Presente in veste di imputato, il presidente del Consiglio avrebbe dovuto rilasciare dichiarazioni spontanee sulla vicenda, che lo vede accusato di concorso in corruzione di atti giudiziari; ma un problema perocedurale ha spinto il premier ad andarsene: "Ma tornerò - ha detto, uscendo, ai cronisti - per spiegare quella che in quella vicenda io ho evitato la spoliazione dello Stato, merito la medaglia d'oro". Aggiungendo anche una sorta di breve arringa sull’altro imputato eccellente, Cesare Previti: "È giudiziariamente un perseguitato. Resta valido nei suoi confronti il fumus persecutionis sancito dal Parlamento".
Un colpo di scena, quello dell’intoppo tecnico e del conseguente abbandono dell’aula, che ha stupito le tante persone presenti (la sala era gremita). Ma facciamo un passo indietro. Erano poco dopo le 9,30 del mattino, quando Berlusconi è salito al terzo piano del tribunale, dove è in corso il dibattimento, accompagnato da uno dei suo legali, Nicolò Ghedini, e dal sottosegretario di Palazzo Chigi Paolo Bonaiuti. Il premier si è seduto nel primo banco, dopo aver stretto la mano al cancelliere d'udienza. Nell’aula, affollatissima, è poi giunto l’altro suo difensore, Gaetano Pecorella (esponente di Forza Italia e presidente della commissione Giustizia della Camera), che ha preso il posto accanto.
Berlusconi è arrivato direttamente dalla sua residenza di Arcore, dove aveva fatto rientro la scorsa notte. Poco dopo è giunto anche uno dei grandi accusatori del presidente del Consiglio e di Previti: il pm Gherardo Colombo. Il Tribunale, presieduto da Luisa Ponti, ha cominciato l’udienza qualche secondo dopo le 10.
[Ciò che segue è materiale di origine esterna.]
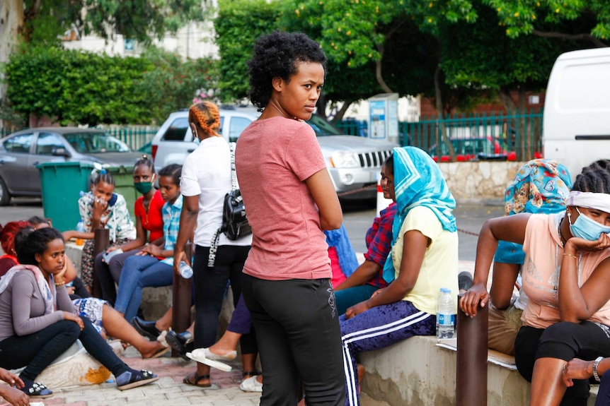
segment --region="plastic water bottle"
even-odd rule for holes
[[[437,338],[453,338],[455,333],[455,305],[451,289],[441,288],[437,309]]]
[[[180,262],[180,274],[183,278],[188,279],[192,276],[192,268],[187,263],[181,261]]]
[[[79,220],[79,224],[76,225],[76,231],[79,232],[85,232],[85,223],[83,222],[82,220]],[[76,239],[76,245],[83,245],[85,244],[85,241],[81,238]]]

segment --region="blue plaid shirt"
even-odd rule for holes
[[[178,196],[173,204],[166,202],[163,205],[163,236],[165,239],[165,249],[173,249],[178,239],[178,229],[180,227],[180,213],[182,212],[182,195]],[[173,257],[168,256],[162,263],[173,265]]]

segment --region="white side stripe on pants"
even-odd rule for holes
[[[357,406],[358,402],[358,388],[356,385],[355,375],[354,373],[354,366],[352,364],[352,357],[350,353],[349,344],[371,338],[384,335],[393,331],[401,330],[409,326],[416,324],[427,318],[430,317],[430,314],[425,311],[419,311],[414,314],[409,315],[405,318],[401,318],[388,324],[376,326],[365,330],[355,331],[349,334],[346,334],[342,338],[343,346],[343,369],[345,371],[346,382],[347,384],[347,401],[350,406]]]

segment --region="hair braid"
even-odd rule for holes
[[[208,134],[220,136],[220,112],[212,102],[196,103],[188,109],[189,123],[193,123]]]

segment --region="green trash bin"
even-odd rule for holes
[[[81,191],[89,190],[93,165],[89,162],[44,162],[38,166],[42,186],[45,217],[61,232],[76,229],[81,215]],[[132,181],[133,182],[133,181]]]
[[[115,193],[122,195],[125,198],[127,209],[130,210],[130,217],[135,225],[136,217],[134,215],[134,205],[135,205],[136,200],[139,197],[139,195],[134,186],[134,167],[121,165],[120,167],[107,167],[104,169],[113,175],[113,178],[115,179]]]

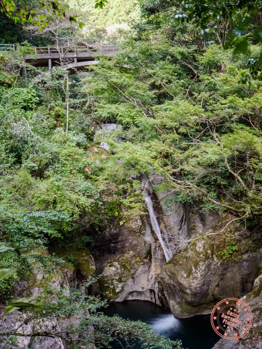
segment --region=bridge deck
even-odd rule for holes
[[[80,46],[62,46],[59,47],[47,46],[31,48],[32,54],[25,57],[25,60],[33,65],[38,67],[52,66],[59,64],[60,57],[70,59],[75,66],[79,62],[93,60],[98,56],[114,55],[120,49],[119,45],[88,45]],[[68,62],[68,63],[69,62]],[[83,65],[82,64],[80,65]]]

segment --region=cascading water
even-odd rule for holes
[[[152,225],[152,228],[156,234],[160,245],[162,246],[163,251],[164,252],[165,257],[166,257],[166,260],[167,262],[172,258],[173,255],[166,246],[166,244],[163,240],[162,235],[161,235],[161,232],[160,231],[159,226],[158,225],[158,221],[155,215],[155,213],[154,212],[153,203],[152,203],[152,201],[151,200],[150,197],[145,191],[143,193],[143,196],[144,200],[145,201],[147,206],[147,209],[148,210],[148,212],[149,214],[149,218],[150,218],[150,222]]]

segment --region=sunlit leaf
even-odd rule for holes
[[[8,277],[10,275],[14,274],[16,271],[16,269],[2,269],[0,270],[0,281]]]
[[[27,298],[20,298],[17,300],[8,303],[5,310],[5,314],[15,311],[20,308],[31,308],[37,310],[42,310],[43,309],[40,305],[30,303]]]

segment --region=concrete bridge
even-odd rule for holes
[[[96,57],[114,56],[120,49],[119,45],[115,45],[36,47],[31,48],[32,54],[26,56],[24,59],[35,67],[48,67],[51,70],[52,67],[60,65],[62,59],[64,64],[66,62],[67,69],[81,70],[87,66],[97,64]]]

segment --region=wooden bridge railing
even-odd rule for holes
[[[60,46],[58,47],[52,46],[43,47],[32,47],[32,52],[36,54],[52,54],[58,53],[58,50],[62,54],[65,53],[101,53],[102,54],[106,52],[112,52],[113,53],[120,50],[119,45],[86,45],[81,46]]]
[[[10,51],[14,51],[15,45],[14,44],[0,44],[0,51],[4,52],[8,52]]]

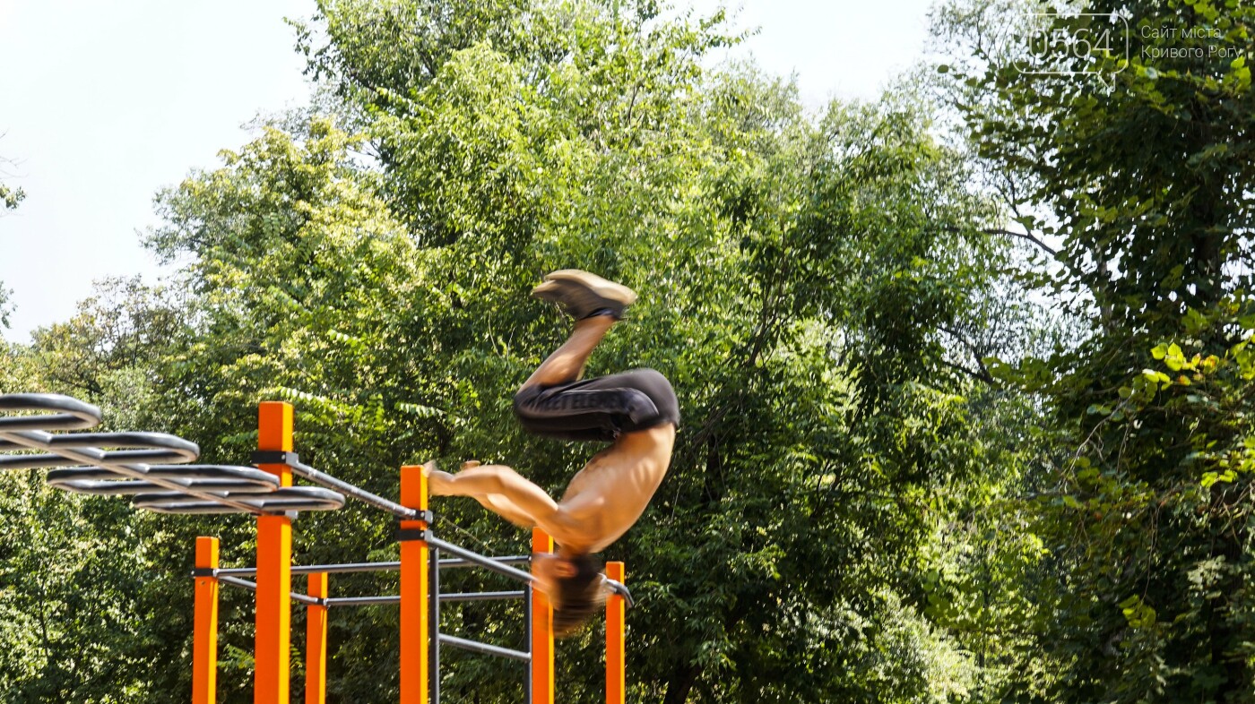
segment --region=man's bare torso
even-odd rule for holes
[[[561,522],[541,527],[576,551],[605,550],[645,512],[666,476],[674,444],[670,423],[620,435],[571,479],[558,502]]]

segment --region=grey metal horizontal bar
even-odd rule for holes
[[[530,653],[523,653],[521,650],[511,650],[508,648],[499,648],[497,645],[488,645],[487,643],[479,643],[478,640],[467,640],[464,637],[458,637],[454,635],[441,634],[439,641],[443,645],[452,645],[453,648],[461,648],[463,650],[473,650],[476,653],[484,653],[487,655],[497,655],[499,658],[510,658],[511,660],[521,660],[523,663],[531,663],[532,655]]]
[[[220,576],[218,581],[222,582],[222,584],[225,584],[225,585],[232,585],[232,586],[243,587],[243,589],[246,589],[248,591],[257,591],[257,582],[250,582],[248,580],[241,580],[240,577],[223,577],[223,576]]]
[[[449,602],[462,602],[462,601],[505,601],[508,599],[522,599],[527,596],[526,591],[471,591],[471,592],[457,592],[457,594],[442,594],[441,601]]]
[[[369,503],[375,508],[382,508],[392,513],[393,516],[397,516],[398,518],[414,518],[415,516],[418,516],[418,511],[413,508],[408,508],[397,502],[388,501],[382,496],[373,494],[366,489],[350,484],[349,482],[336,479],[335,477],[325,472],[319,472],[318,469],[307,464],[302,464],[301,462],[289,463],[289,467],[292,468],[294,473],[300,474],[301,477],[314,482],[315,484],[333,488],[338,492],[344,492],[346,496],[351,496],[353,498],[363,503]]]
[[[532,558],[527,555],[507,555],[503,557],[489,557],[493,562],[502,565],[527,565]],[[469,560],[449,558],[441,560],[441,567],[473,567],[476,563]],[[326,572],[329,575],[340,572],[395,572],[400,570],[400,562],[345,562],[343,565],[292,565],[294,575],[312,575]],[[222,567],[218,575],[255,575],[256,567]]]
[[[497,573],[501,573],[501,575],[506,575],[507,577],[518,580],[518,581],[521,581],[523,584],[530,584],[530,582],[535,581],[535,577],[532,577],[530,573],[527,573],[527,572],[525,572],[522,570],[516,570],[516,568],[511,567],[510,565],[502,565],[499,562],[496,562],[491,557],[484,557],[483,555],[479,555],[478,552],[472,552],[472,551],[466,550],[463,547],[458,547],[458,546],[456,546],[453,543],[444,542],[441,538],[435,538],[435,537],[428,538],[427,545],[429,545],[432,547],[435,547],[438,550],[443,550],[444,552],[448,552],[449,555],[456,555],[456,556],[458,556],[458,557],[461,557],[463,560],[468,560],[471,562],[474,562],[476,565],[478,565],[481,567],[487,567],[488,570],[492,570],[493,572],[497,572]]]
[[[374,606],[378,604],[400,604],[399,596],[331,596],[325,599],[328,606]]]
[[[100,409],[59,394],[4,394],[0,410],[51,410],[53,415],[0,417],[0,430],[83,430],[100,424]]]
[[[389,572],[400,570],[400,562],[346,562],[344,565],[292,565],[294,575],[316,572]],[[222,567],[218,575],[255,575],[256,567]]]
[[[243,587],[243,589],[246,589],[248,591],[257,591],[257,582],[250,582],[248,580],[241,580],[238,577],[223,577],[223,576],[218,576],[218,581],[222,582],[222,584],[225,584],[225,585]],[[310,596],[307,594],[297,594],[295,591],[291,592],[290,596],[292,597],[292,601],[299,601],[301,604],[309,604],[311,606],[326,606],[328,605],[326,602],[329,601],[326,599],[319,599],[316,596]]]
[[[531,555],[506,555],[502,557],[489,557],[493,562],[499,562],[502,565],[530,565],[532,561]],[[463,560],[461,557],[451,557],[447,560],[441,560],[441,567],[474,567],[478,562],[472,562],[469,560]]]

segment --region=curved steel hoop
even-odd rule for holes
[[[251,511],[200,501],[183,493],[139,494],[132,503],[157,513],[286,513],[289,511],[335,511],[344,506],[344,494],[316,487],[284,487],[270,493],[232,496]]]
[[[92,496],[129,496],[159,492],[169,488],[173,482],[202,492],[222,492],[232,498],[236,494],[271,493],[279,488],[279,477],[275,474],[226,464],[153,466],[144,476],[164,479],[167,483],[131,479],[107,467],[75,467],[49,472],[48,486]],[[186,494],[183,497],[192,498]]]
[[[4,428],[0,428],[0,433]],[[87,464],[80,459],[56,454],[58,449],[80,451],[93,462],[127,462],[143,464],[183,464],[196,462],[201,448],[183,438],[166,433],[75,433],[72,435],[53,435],[40,432],[13,433],[34,442],[48,454],[3,454],[14,449],[28,449],[30,445],[0,440],[0,471],[31,469],[36,467],[74,467]],[[119,449],[104,449],[119,448]]]
[[[161,513],[287,513],[334,511],[344,496],[312,487],[281,487],[252,467],[187,464],[201,448],[166,433],[74,433],[100,423],[100,409],[54,394],[0,395],[0,471],[64,467],[48,484],[74,493],[128,496]],[[31,453],[29,451],[36,451]],[[41,451],[41,452],[40,452]],[[14,454],[20,452],[20,454]]]
[[[100,424],[100,409],[70,397],[59,394],[4,394],[0,410],[53,412],[38,415],[0,417],[4,430],[82,430]]]

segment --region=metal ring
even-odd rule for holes
[[[51,415],[0,418],[4,430],[82,430],[100,424],[100,409],[59,394],[0,395],[0,410],[53,410]]]

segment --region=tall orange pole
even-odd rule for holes
[[[553,538],[532,528],[532,555],[553,552]],[[532,589],[532,704],[553,704],[553,607],[538,589]]]
[[[624,563],[606,562],[606,576],[622,582]],[[606,704],[624,704],[628,695],[624,665],[626,610],[628,605],[622,596],[612,594],[606,600]]]
[[[257,449],[292,451],[292,407],[265,402],[257,412]],[[292,486],[286,464],[260,464]],[[257,518],[257,634],[255,704],[289,704],[287,650],[291,645],[292,522],[286,516]]]
[[[326,572],[309,576],[310,596],[326,599]],[[305,704],[326,701],[326,606],[310,604],[305,609]]]
[[[427,511],[427,474],[422,467],[400,468],[400,503]],[[402,521],[400,541],[400,704],[427,704],[429,611],[427,541],[415,540],[410,531],[425,531],[427,521]]]
[[[218,568],[218,538],[196,538],[196,568]],[[218,683],[218,579],[196,577],[192,631],[192,704],[213,704]]]

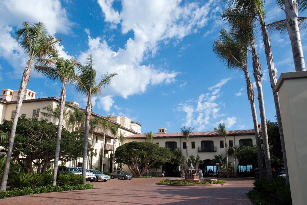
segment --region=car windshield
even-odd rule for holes
[[[76,168],[73,168],[72,167],[67,167],[68,172],[78,172],[78,169]]]
[[[98,170],[92,170],[92,171],[93,172],[93,173],[94,174],[102,174],[101,172],[100,171],[98,171]]]

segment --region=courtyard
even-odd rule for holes
[[[167,177],[165,178],[168,179]],[[253,178],[223,179],[216,187],[162,186],[162,178],[111,179],[97,182],[92,189],[17,196],[0,199],[1,204],[252,204],[245,194]]]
Un'udienza che si è rivelata brevissima. In aula, infatti, mancavano gli avvocati di due imputati; e allora il collegio è stato costretto a cercare un difensore d'ufficio. A questo punto, Pecorella ha dichiarato che Berlusconi doveva presiedere il Consiglio del ministri e che quindi, entro pochi minuti, sarebbe stato costretto ad andarsene. E così, effettivamente, è stato.
"Cercherò di tornare - ha commentato il presidente del Consiglio - oggi intendevo riferire la mia versione dei fatti e le mie osservazioni su come questo processo e l’intera inchiesta sono stati condotti". E ancora: "Ritenevo e ritengo che dovrebbe
essere riconosciuto al cittadino Berlusconi il merito per aver evitato una spoliazione del patrimonio dello Stato. Mi aspettavo una medaglia d'oro al valore civile per aver fatto guadagnare cinque volte tanto lo Stato nella vendita della Sme".
E, sollecitato dalle domande, ha dato il suo parere sulla vicenda Previti: "Mi sembra che quello che ha decretato il Parlamento si sia confermato: un fumus persecutionis, su cui c’è stato un voto dell’istituzione a cui il popolo conferisce la sovranità , il Parlamento. Quindi mi sembra non si possa negare questo fatto: che Previti sia oggetto di una persecuzione, confermato da un voto del Parlamento italiano".